While the water streamed over her, she thought about Julian and let her tears flow. She thought about the many times they’d been ready to smack him for his lack of responsibility or for leaving one of them in the lurch. It didn’t matter. He’d still been a friend. Worse, it was such a ridiculous way to die.
When she’d first found him, after the initial horror and disbelief, she wondered if he’d sat there to play a prank on her, maybe planning to apologize for disappearing. Maybe he’d tell her he’d gotten the gig of a lifetime because he’d taken off that afternoon.
It had never occurred to her that anyone had killed him. His death had looked like a tragic, stupid accident. And that was terrible enough, but…
Why would anyone kill Julian Mitchell, and why would that person go up to the attic and trash everything there?
And how had it happened with her and Jason in the house, not to mention the thirty or so people in their tour groups?
She’d barely dressed and her hair was still dripping when her doorbell rang. She cringed, not wanting to see anyone, but curiosity got the better of her and she walked to the door to look through the peephole.
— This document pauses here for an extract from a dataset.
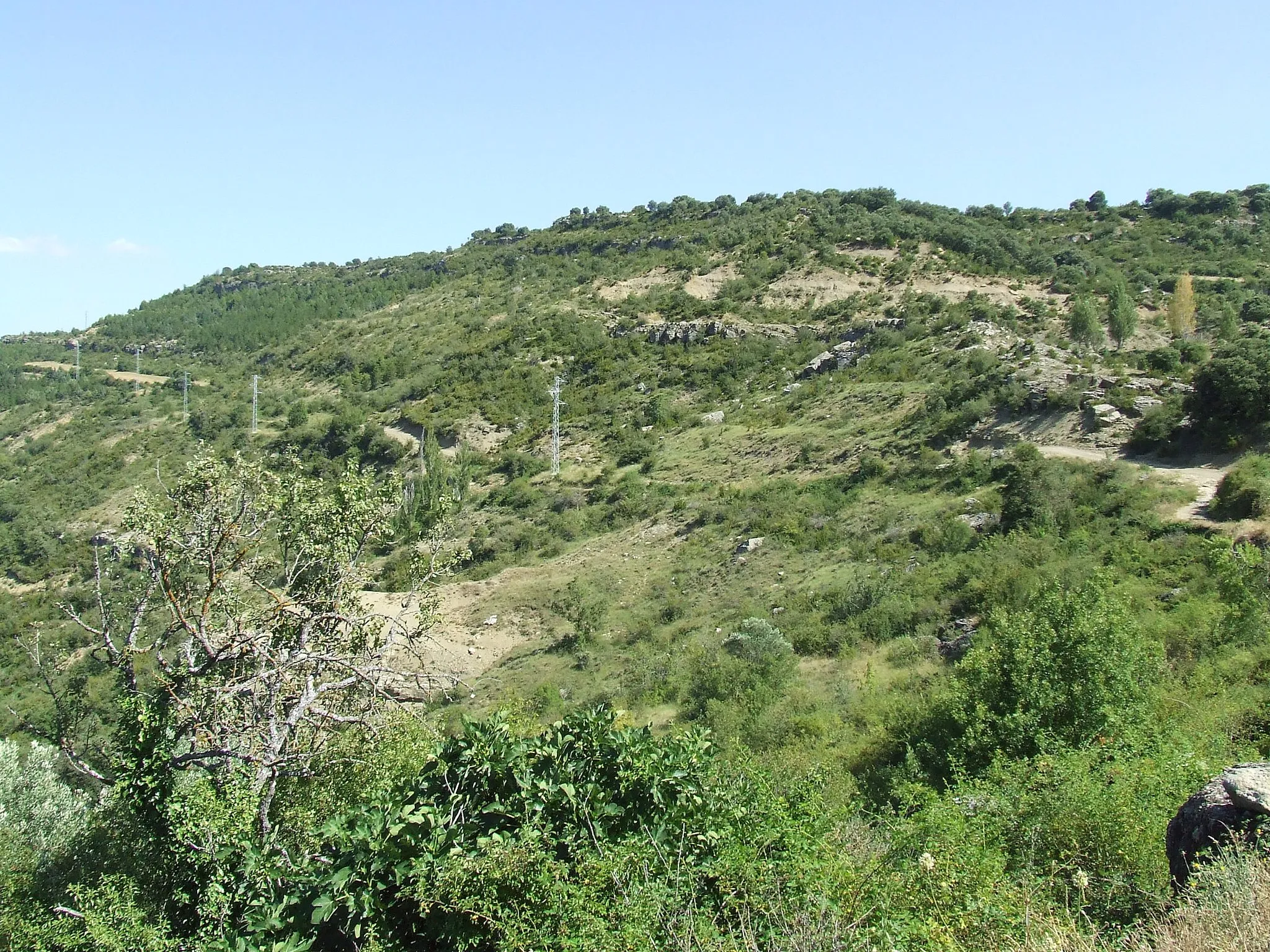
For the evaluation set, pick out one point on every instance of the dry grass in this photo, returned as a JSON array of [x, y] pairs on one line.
[[1230, 913]]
It was the Texas ghost buster.
She watched him as she ignored the buzzer. He rang again.
He didn’t go away.
She considered it bizarre that the police had called in the FBI—and that they’d called in this unit. Allison had to admit she didn’t know that much about the FBI or the “Krewe of Hunters,” but she’d checked the internet when she first met Adam Harrison and read that they were a special unit sent in when circumstances were unusual. Unusual meant that something paranormal might be going on, or seemed to be going on, and it appalled Allison that a historic property like the Tarleton-Dandridge House could be turned into a supernatural oddity. Of course, the ghost tours in the city loved the house and the tales that went with it, but those tours were for fun. And that kind of fun was great as long as it didn’t detract from the real wonders of Philadelphia.